As giggle-inducing as some of them are, they aren't genuine, actual lines from the plays. And after you'e heard some of the more pointed and exotic barbs, you begin to find it a tragedy that these colorful words and phrases aren't used more today. For example, I was irrationally tickled that the word "clotpole" is often utilized in one of my favorite BBC series: Merlin. Lear used it, as did Guderius in Cymbeline. Having encountered it before, and read about its very bawdy origins, I gasped when I heard it uttered in such a family-friendly TV show. Of course, no one outside an English Lit professor would normally pick up on it.

But it's not just the bawdy stuff I love. It's the clever throw-away lines and the chronically taken-out-of-context quotes that I've highlighted throughout my Complete Works that I feel could be useful in everyday conversation. Enjoy!

"I like this place, And willingly could waste my time in it."
--Celia, "As You Like It," Act II, Sc. IV

"You do assist the storm."
--Boatswain, "The Tempest," Act I, Sc. I

"In nature, there's no blemish but the mind; None can be call'd deform'd but the unkind."
--Antonio, "Twelfth Night," Act III, Sc. IV

"Some rise by sin and some by virtue fall..."
--Escalus, "Measure for Measure," Act II, Sc.

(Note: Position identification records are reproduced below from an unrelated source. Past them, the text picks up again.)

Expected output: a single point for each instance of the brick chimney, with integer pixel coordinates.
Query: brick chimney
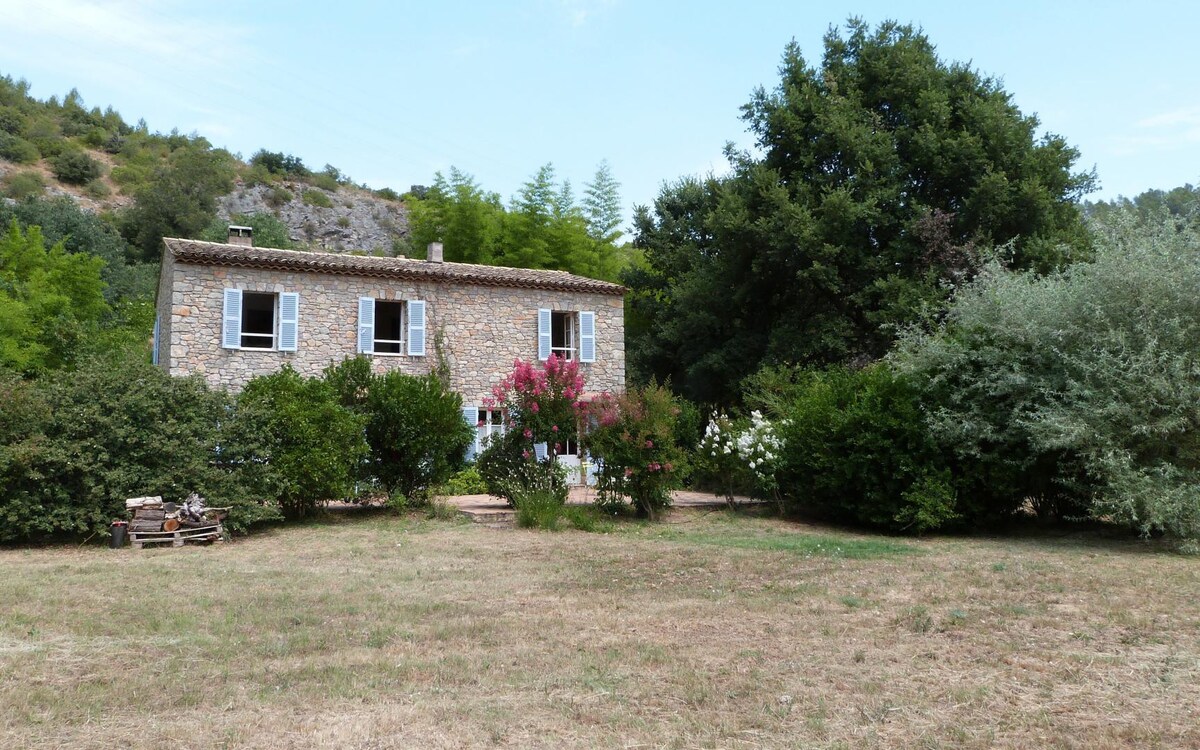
(241, 235)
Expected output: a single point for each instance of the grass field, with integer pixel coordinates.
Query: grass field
(708, 631)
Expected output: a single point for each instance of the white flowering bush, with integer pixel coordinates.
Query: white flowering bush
(718, 461)
(761, 448)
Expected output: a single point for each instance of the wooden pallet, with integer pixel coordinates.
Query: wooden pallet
(178, 538)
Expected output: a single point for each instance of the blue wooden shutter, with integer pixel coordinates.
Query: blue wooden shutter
(366, 325)
(157, 333)
(587, 336)
(231, 321)
(544, 334)
(289, 321)
(415, 328)
(471, 415)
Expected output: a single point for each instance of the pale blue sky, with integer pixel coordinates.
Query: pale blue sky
(391, 93)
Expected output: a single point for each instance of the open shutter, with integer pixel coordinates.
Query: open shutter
(366, 325)
(415, 328)
(471, 415)
(587, 336)
(544, 334)
(157, 333)
(289, 321)
(231, 321)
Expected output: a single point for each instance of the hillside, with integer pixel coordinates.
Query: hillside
(61, 149)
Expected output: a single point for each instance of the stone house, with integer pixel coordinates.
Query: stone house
(233, 311)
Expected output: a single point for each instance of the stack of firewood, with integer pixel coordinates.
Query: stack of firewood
(148, 514)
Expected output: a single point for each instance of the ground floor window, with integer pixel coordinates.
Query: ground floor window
(491, 424)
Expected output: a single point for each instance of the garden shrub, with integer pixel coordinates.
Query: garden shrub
(415, 432)
(76, 444)
(634, 437)
(856, 449)
(510, 469)
(293, 443)
(16, 149)
(543, 406)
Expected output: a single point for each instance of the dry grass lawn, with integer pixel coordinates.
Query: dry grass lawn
(708, 631)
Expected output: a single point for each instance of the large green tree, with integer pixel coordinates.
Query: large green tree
(877, 177)
(51, 301)
(543, 228)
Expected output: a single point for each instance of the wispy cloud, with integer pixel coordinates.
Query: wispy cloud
(580, 12)
(136, 42)
(1161, 132)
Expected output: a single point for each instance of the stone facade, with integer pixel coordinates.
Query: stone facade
(478, 328)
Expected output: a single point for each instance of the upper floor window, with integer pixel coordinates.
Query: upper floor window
(261, 321)
(391, 327)
(567, 334)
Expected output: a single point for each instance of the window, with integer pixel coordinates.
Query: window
(567, 334)
(391, 327)
(389, 334)
(562, 334)
(261, 321)
(257, 321)
(487, 424)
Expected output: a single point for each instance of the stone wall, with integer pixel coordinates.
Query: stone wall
(481, 329)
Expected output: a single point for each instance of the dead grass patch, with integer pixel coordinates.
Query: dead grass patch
(715, 631)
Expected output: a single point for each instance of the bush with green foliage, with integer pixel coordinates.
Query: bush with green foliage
(23, 185)
(856, 449)
(510, 469)
(1079, 389)
(82, 232)
(879, 172)
(16, 149)
(51, 301)
(633, 437)
(75, 167)
(293, 443)
(415, 431)
(75, 445)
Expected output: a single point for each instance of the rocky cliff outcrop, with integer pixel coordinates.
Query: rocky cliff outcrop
(347, 220)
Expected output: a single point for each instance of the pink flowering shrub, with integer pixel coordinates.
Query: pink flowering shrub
(541, 401)
(543, 405)
(633, 435)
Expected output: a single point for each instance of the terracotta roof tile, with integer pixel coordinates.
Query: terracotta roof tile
(217, 253)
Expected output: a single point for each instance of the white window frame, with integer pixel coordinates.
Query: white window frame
(234, 315)
(580, 334)
(402, 342)
(412, 328)
(570, 325)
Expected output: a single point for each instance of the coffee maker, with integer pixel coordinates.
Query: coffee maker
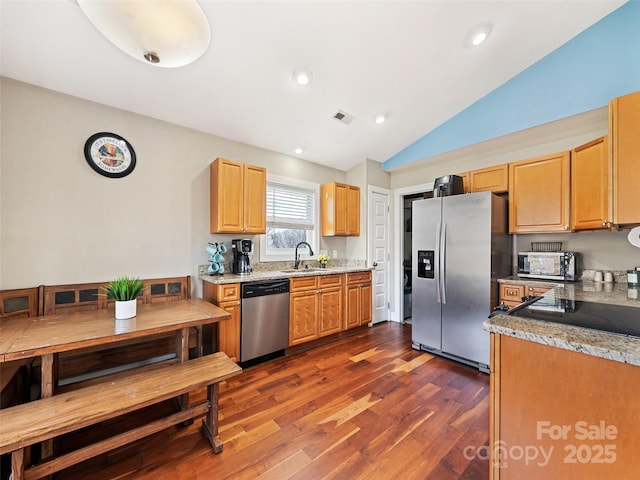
(242, 253)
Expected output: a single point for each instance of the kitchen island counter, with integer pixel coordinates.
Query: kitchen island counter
(620, 348)
(566, 394)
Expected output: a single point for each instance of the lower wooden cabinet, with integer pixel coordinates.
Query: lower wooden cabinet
(316, 307)
(561, 414)
(358, 299)
(330, 304)
(303, 310)
(227, 297)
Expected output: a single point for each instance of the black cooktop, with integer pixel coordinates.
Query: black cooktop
(618, 319)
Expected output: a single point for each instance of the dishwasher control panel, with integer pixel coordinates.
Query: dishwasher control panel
(268, 287)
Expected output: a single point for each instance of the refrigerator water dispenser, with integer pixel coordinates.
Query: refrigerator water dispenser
(425, 263)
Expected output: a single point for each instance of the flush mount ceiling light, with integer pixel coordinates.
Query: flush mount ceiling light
(479, 36)
(302, 76)
(380, 118)
(167, 33)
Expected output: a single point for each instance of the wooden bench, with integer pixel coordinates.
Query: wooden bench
(31, 423)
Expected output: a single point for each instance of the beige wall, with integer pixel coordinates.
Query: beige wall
(61, 222)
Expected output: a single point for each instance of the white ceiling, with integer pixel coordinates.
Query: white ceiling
(408, 59)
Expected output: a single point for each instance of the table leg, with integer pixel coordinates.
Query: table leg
(182, 352)
(47, 385)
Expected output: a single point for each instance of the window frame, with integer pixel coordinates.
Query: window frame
(313, 236)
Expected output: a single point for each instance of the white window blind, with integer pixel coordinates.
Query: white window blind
(290, 207)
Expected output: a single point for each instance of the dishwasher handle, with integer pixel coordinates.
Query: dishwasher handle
(260, 289)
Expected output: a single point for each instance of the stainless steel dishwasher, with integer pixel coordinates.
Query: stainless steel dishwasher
(264, 322)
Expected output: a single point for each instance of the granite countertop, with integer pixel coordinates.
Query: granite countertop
(278, 274)
(619, 348)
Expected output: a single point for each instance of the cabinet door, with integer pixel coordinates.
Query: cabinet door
(255, 199)
(353, 210)
(226, 196)
(539, 194)
(365, 304)
(352, 315)
(340, 209)
(229, 331)
(590, 180)
(330, 311)
(303, 324)
(492, 179)
(466, 181)
(624, 115)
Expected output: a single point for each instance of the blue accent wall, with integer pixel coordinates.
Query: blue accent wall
(595, 66)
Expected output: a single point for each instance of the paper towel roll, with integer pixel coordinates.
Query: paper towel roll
(634, 237)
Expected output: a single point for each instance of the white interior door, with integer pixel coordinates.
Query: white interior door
(379, 258)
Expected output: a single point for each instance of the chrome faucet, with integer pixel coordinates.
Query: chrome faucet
(297, 259)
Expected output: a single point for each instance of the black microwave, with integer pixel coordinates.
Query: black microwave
(548, 265)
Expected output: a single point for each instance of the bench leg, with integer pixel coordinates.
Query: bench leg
(17, 465)
(210, 422)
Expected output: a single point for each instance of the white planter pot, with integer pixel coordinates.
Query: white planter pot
(126, 309)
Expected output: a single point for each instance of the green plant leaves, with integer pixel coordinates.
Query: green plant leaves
(124, 288)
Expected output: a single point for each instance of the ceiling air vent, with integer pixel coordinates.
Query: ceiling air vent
(344, 117)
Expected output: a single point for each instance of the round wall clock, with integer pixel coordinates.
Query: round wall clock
(110, 155)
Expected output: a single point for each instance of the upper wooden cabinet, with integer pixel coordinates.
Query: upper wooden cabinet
(466, 181)
(539, 194)
(238, 197)
(340, 206)
(590, 181)
(492, 179)
(624, 130)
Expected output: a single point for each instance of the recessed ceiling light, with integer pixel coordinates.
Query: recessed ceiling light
(480, 35)
(302, 76)
(380, 118)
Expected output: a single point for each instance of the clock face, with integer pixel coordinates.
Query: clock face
(110, 155)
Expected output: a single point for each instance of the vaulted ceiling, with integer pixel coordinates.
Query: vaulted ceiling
(410, 60)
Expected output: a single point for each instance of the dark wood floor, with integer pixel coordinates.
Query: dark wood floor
(365, 407)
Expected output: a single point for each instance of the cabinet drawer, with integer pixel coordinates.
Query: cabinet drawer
(511, 293)
(304, 283)
(358, 277)
(228, 292)
(330, 280)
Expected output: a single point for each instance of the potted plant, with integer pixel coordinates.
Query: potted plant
(323, 260)
(124, 291)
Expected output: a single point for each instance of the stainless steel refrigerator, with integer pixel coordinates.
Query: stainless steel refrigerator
(460, 247)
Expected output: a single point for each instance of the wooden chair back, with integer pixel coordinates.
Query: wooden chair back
(15, 376)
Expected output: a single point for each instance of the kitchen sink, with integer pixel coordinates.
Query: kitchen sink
(302, 270)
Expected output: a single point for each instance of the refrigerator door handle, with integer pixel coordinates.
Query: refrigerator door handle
(443, 262)
(437, 262)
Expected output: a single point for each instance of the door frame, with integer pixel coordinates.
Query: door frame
(397, 306)
(370, 236)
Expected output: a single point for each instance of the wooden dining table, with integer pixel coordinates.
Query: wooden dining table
(46, 336)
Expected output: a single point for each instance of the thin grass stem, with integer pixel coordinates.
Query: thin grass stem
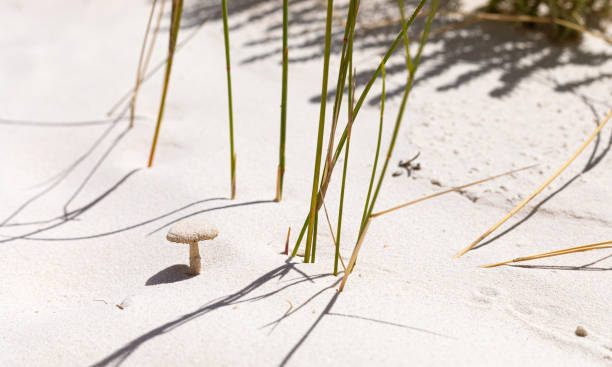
(145, 67)
(375, 164)
(229, 99)
(283, 127)
(571, 250)
(140, 59)
(398, 121)
(351, 96)
(177, 9)
(538, 190)
(458, 188)
(360, 101)
(317, 168)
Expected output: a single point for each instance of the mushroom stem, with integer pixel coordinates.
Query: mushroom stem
(195, 266)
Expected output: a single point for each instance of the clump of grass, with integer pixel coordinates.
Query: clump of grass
(538, 190)
(142, 67)
(283, 128)
(229, 100)
(360, 101)
(584, 13)
(412, 66)
(571, 250)
(177, 10)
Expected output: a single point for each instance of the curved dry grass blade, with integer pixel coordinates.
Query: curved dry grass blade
(571, 250)
(538, 190)
(354, 255)
(382, 212)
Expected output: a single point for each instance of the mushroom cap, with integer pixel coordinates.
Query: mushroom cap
(191, 231)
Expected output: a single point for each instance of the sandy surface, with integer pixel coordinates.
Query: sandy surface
(84, 222)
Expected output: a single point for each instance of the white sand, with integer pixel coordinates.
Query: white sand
(494, 98)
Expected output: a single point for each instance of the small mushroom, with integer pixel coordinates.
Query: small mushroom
(191, 232)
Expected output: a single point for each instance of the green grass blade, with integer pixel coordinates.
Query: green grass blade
(362, 97)
(283, 127)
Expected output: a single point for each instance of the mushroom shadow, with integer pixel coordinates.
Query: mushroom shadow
(171, 274)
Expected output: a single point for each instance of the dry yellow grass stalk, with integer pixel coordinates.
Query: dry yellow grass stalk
(347, 270)
(140, 59)
(374, 215)
(536, 192)
(477, 16)
(331, 231)
(571, 250)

I

"Scratching could not make it worse and 'twere such a face as yours were."
--Beatrice, "Much Ado About Nothing, Act I, Sc. I

"This is the fruit of rashness!"
--Gloster, "King Richard III," Act II, Sc. II

"He that loves to be flattered is worthy of the flatterer."
--Apemantus, "Timon of Athens," Act I, Sc. I

"For defect of judgment Is oft the cure of fear." 
--Belarius, "Cymbeline," Act. IV, Sc. II

"O, pardon me; For when no friends are by, men praise themselves."
--Lucius, "Titus Andronicus," Act V, Sc. III

"Where's hourly trouble for a minute's ease."
--Helicanus, "Pericles, Prince of Tyre," Act II, Sc. IV

"No sir, I do not bite my thumb at you, sir; but I do bite my thumb, sir."
--Sampson, "Romeo and Juliet," Act. I, Sc. I

"Most spend their mouths when what they seem Runs far before them."
--Dauphin, "King Henry V," Act II, Sc. IV

"Unquiet meals make ill digestions."
--Abbess, "The Comedy of Errors," Act V, Sc. I

"More matter with less art."
--Queen, "Hamlet," Act II, Sc. II

"Trifles light as air Are to the jealous confirmation strong As proofs of holy writ."
--Iago, "Othello," Act III, Sc. III

"...didst thou ever hear that things ill got had ever bad success?"
--King Henry VI, "3 King Henry VI," Act II, Sc. II

"'Tis no sin for a man to labour in his vocation."
--Falstaff, "1 King Henry IV," Act I, Sc. II

Sunday, March 31, 2013

Mad world, mad kings, mad composition!

Ian McKellen as the "Bastard" Philip Faulconbridge
Where King Lear's Edmund was Chaotic Neutral at best, King John's "Bastard" is Chaotic Good at worst. The advantage of being illegitimate in a world of monarchic illegitimacy is that you're not born into a mould of pre-destined loyalty. You get to choose sides. And that side may simply be yourself. You choose the square on the alignment matrix that best suits your ambitions.

Philip Faulconbridge, re-dubbed Sir Richard Plantagenet by King John when Lady Faulconbridge admits to an affair with Richard Coeur-de-Lion, is some kind of hero. He's essentially Tony Stark--the guy who knows how to use "commodity" and his own intellect to his advantage, as well as to the advantage of the country he holds dear. Like Tony, he is cynical about how the world works, but still holds up loyalty, truth, and justice as the ideal paradigm for how he executes his powers. Unbeholden to anyone unless his experience of them proves their worthiness, the Bastard is a fresh contrast to the stuffy kings and advisors that populate the rest of the play with their stiff allegiances.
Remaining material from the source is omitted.